Bugzilla – Bug 531
unbound doesn't set SO_REUSEADDR on UDP sockets
Last modified: 2013-10-31 16:22:37 CET
Created attachment 240 [details]
Patch for UDP SO_REUSEADDR
I have attached a patch for this.
Your patch looks very good.
But I do not understand why I want to set REUSEADDR on UDP sockets? For TCP sockets it avoids failure on rebinding, but this is for UDP sockets? Presumably they are not in use by anyone else, and if they are, unbound should not bind them for itself, but fail. Such failures are soft (another random port is chosen). What does REUSEADDR really do for UDP, allow you to bind the same port multiple times I seem to find as only reason to do it, but unbound does not need that functionality, it would be a superfluous system call in that case. Is there some reason you think that REUSEADDR is useful here?
There are situations where SO_REUSEADDR is useful with UDP. Specifically, when you want to bind multiple services to the same UDP port number. In our case we are binding unbound and another, different, service to the port 53 using different IP addresses (one is a specific IP address, the other is 0.0.0.0).
If all the sockets have SO_REUSEADDR then this is allowed.

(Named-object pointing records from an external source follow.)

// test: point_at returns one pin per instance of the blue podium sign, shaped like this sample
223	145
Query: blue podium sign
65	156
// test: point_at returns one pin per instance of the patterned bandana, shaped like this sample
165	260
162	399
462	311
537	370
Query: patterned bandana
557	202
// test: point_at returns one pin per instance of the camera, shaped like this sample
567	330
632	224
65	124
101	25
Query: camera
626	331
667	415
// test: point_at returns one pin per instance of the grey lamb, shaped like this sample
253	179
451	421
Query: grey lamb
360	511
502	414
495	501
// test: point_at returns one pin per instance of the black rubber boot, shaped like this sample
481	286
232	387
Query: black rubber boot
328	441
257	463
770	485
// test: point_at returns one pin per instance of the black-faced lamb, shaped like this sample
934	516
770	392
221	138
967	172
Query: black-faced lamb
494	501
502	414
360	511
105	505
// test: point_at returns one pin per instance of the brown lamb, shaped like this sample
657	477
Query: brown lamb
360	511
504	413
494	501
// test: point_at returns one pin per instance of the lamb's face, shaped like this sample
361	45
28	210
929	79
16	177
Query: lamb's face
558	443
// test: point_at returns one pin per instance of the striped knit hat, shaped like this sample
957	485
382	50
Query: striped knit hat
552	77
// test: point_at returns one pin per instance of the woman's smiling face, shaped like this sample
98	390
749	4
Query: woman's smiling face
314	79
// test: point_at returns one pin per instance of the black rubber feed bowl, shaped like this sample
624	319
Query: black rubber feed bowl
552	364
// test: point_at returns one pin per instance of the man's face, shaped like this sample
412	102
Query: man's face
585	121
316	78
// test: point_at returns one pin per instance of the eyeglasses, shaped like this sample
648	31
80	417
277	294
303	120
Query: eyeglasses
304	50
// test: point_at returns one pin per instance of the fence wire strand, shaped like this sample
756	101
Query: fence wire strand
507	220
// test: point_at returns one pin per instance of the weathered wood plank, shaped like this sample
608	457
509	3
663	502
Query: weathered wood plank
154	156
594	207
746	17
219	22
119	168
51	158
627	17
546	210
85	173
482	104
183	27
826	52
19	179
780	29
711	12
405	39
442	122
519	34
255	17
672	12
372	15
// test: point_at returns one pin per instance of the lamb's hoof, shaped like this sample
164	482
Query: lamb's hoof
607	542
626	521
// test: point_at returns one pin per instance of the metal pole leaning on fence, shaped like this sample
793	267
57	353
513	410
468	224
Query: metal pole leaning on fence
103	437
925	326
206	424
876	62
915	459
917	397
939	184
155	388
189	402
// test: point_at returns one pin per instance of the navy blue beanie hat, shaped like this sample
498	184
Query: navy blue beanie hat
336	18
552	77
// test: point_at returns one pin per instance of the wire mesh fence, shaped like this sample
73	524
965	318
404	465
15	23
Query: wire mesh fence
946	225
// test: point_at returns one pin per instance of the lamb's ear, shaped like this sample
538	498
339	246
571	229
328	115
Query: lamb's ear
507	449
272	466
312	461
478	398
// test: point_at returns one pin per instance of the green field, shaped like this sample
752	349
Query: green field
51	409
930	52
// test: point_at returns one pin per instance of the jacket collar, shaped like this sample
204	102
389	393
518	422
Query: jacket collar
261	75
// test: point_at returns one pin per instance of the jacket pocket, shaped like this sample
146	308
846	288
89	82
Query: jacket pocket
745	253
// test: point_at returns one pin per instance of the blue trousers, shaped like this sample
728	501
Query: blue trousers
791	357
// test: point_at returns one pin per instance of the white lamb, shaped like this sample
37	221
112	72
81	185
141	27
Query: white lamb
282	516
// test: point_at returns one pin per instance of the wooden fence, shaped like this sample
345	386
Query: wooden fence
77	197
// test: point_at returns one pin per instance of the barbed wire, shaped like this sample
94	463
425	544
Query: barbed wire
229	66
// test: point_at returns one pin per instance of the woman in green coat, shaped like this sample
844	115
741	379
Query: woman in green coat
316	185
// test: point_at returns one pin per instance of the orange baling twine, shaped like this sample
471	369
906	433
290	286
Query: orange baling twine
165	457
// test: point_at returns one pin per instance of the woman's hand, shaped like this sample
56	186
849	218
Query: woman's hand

There's a great StackOverflow on this: http://stackoverflow.com/questions/14388706/socket-options-so-reuseaddr-and-so-reuseport-how-do-they-differ-do-they-mean-t
That is a good article. And I see you want it for listening sockets. This option must not be sent for outgoing sockets - because then there can be collisions between new outgoing sockets and other server's sockets (who are then partially, or for Linux, fully hijacked for half the traffic). Thus, the patch needs to be modified that make_sock() adds these options for UDP sockets (if fd != -1), or calls a function to do so.
I see that Linux performs load balancing for REUSE_PORT options, and this is very desirable, but the effects on other OSes are not so wonderful (duplicate port binding with other servers is confusing for the operator). So I do not think I can easily call that one.
On closer inspection, it turns out that on Linux this would make unbound hijack another server's ports (i.e. another unbound instance) without any feedback, and thus the two servers would respond to UDP queries intermixed randomly.
On BSD, it does exactly what we want, i.e. allow more specific IP addresses to be bound by unbound.
But still this is likely to be very useful as an option, so I think I should set it by default, for listening sockets (e.g. on port 53).
Implemented and committed, only for port53 (interface: config) is it applied.